Lu en janvier 2023, coups de cœur: la peur: L’intempérie, Pedro Mairal

L’intempérie (2005), Pedro Mairal

Pedro Mairal est un auteur contemporain argentin. J’aime son humour noir acide pour dépeindre la société argentine (Une nuit avec Sabrina Love, Salvatierra, Uruguayenne). L’intempérie est une œuvre à part où il prend le lecteur à bras le corps, le malmène et ne le laisse pas respirer ; la peur s’installe, le malaise ; le livre obsède.

C’est une dystopie qui présente l’Argentine dans une situation apocalyptique.

Le pays est victime d’une intempérie qui n’est jamais décrite (ce qui accroît le sentiment d’insécurité) ; mais on en vit les conséquences : elle laisse derrière elle le désert, désorganise la société et fait régresser les humains.

La narratrice, Maria Valdes Reynal témoigne de ce tourbillon dans lequel elle est engloutie et où elle nous entraîne.

La population du pays, chassée par l’Intempérie se concentre à Buenos Aires :

« Les avis étaient partagés. On discutait de savoir si ce que nous vivions était le siège de la capitale ou s’il s’agissait seulement de gens qui avaient migré vers les rues du centre pour fuir l’intempérie et mendier la nourriture. Les uns disaient qu’il fallait sortir, les autres qu’il fallait rester à l’intérieur »

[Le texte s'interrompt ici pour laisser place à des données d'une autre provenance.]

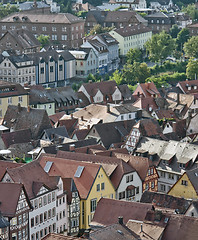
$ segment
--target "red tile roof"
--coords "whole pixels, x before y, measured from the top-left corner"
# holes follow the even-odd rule
[[[43,168],[48,161],[53,162],[52,167],[49,171],[50,176],[73,178],[81,199],[86,199],[88,197],[89,191],[92,188],[94,180],[101,167],[99,164],[86,163],[82,161],[72,161],[58,157],[51,157],[44,154],[41,155],[39,161]],[[79,178],[74,177],[78,166],[84,167],[82,174]]]
[[[153,82],[140,83],[135,89],[133,95],[143,95],[144,97],[151,97],[152,95],[157,95],[161,97],[159,91],[157,90]]]
[[[152,204],[148,203],[101,198],[97,204],[92,222],[108,226],[117,223],[119,216],[123,217],[124,224],[129,219],[143,221],[147,211],[151,209]]]

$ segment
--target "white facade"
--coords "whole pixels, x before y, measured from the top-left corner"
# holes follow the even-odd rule
[[[66,233],[68,229],[67,217],[67,195],[63,191],[63,181],[60,178],[58,183],[57,200],[56,200],[56,228],[57,233]]]
[[[126,188],[133,185],[134,189],[131,196],[127,196]],[[125,174],[120,181],[119,187],[116,190],[116,199],[128,201],[140,201],[142,196],[142,180],[137,172]]]
[[[179,172],[174,172],[170,168],[170,170],[164,170],[160,167],[157,168],[157,172],[159,175],[158,178],[158,191],[167,193],[170,188],[178,181],[178,179],[182,176]]]

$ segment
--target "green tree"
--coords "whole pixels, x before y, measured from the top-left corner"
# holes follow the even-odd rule
[[[49,45],[49,36],[45,36],[41,34],[40,36],[37,37],[38,41],[41,43],[42,47],[45,47]]]
[[[178,51],[183,50],[184,43],[189,39],[189,30],[188,28],[183,28],[177,35],[176,46]]]
[[[110,81],[116,81],[116,83],[118,85],[123,84],[123,77],[122,77],[122,73],[119,72],[118,70],[116,70],[115,72],[113,72],[112,76],[110,77]]]
[[[190,59],[186,67],[186,75],[189,79],[197,79],[198,77],[198,60]]]
[[[175,48],[174,39],[165,31],[152,36],[145,44],[149,58],[154,62],[163,62]]]
[[[127,63],[133,64],[134,62],[141,62],[142,61],[142,51],[138,48],[131,48],[127,54]]]
[[[174,24],[170,29],[170,35],[172,38],[177,38],[177,35],[179,32],[180,32],[180,29],[177,24]]]
[[[191,37],[184,44],[184,52],[187,57],[198,58],[198,36]]]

La ville est donc victime du cataclysme : immeubles qui effondrent, d’autres qui se barricadent, nouveaux réseaux de circulation par des tunnels qui relient quelques bâtiments ou permettent l’accès aux supermarchés, la rue étant devenue un territoire sans droit. La ville devient un labyrinthe inextricable. Tous les repères s’effacent Les hommes et les femmes pris dans cette tourmente se replient dans un état individualiste, régressif et violent.

L’écart entre les riches et les pauvres devient abyssal et les premiers attachés à sauver leur peau abandonnent les autres ; des mouvements révolutionnaires très violents subissent une répression encore plus féroce, la plupart des humains se replient dans leur communauté originelle dont ils retrouvent la langue, les habitudes, niant les droits des autres et par-dessus tout ceux des femmes.

Ce cataclysme est une allégorie de la grande crise économique qui a secoué l’Argentine dans les années 2000, mais elle peut, plus largement englober toutes les crises climatiques, économiques et sociales à venir.

C’est un livre étouffant, sans échappatoire, difficile à supporter car la réalité n’est pas loin.

Dominique Dor.

Lu en Octobre 2022 coup de cœur: Patagonie route 203 (2020), Eduardo Fernando Varela

Patagonie route 203 (2020), Eduardo Fernando Varela

Eduardo Fernando Varela est Argentin. Il partage sa vie entre Venise où il vend des cartes anciennes et Buenos Aires où il est journaliste et où il écrit des scénarios. Ça se sent dans l’écriture très maîtrisée de ce premier roman : on progresse par plans successifs, très précis et souvent surprenants qui impriment la rétine du lecteur.

Varela nous amène « sur la route », plutôt sur des routes, celles hasardeuses de Patagonie où les temps de trajet, les distances, les lieux habités se distendent à l’infini dans la solitude des paysages, le vent, la poussière où rien n’a de certitude. Même les noms des lieux sont volatils. Il nous entraîne au milieu de nulle part, sur un océan terrestre hostile et fascinant.

On est avec Parker dans le huis clos d’un camion qui sillonne en long et en large ce désert. Parker est un ancien saxophoniste qui ne sait plus jouer, qui fuit la capitale et qui a trouvé là un refuge. Pour le patron qui n’est ni en règle avec son camion, ni en règle avec les cargaisons qu’il transporte de la Côte vers la cordillère, ce non professionnel emprunte les routes secondaires pour échapper à d’éventuels contrôles ou à ses poursuivants. Il a laissé femme et enfant et n’a avec lui que quelques meubles.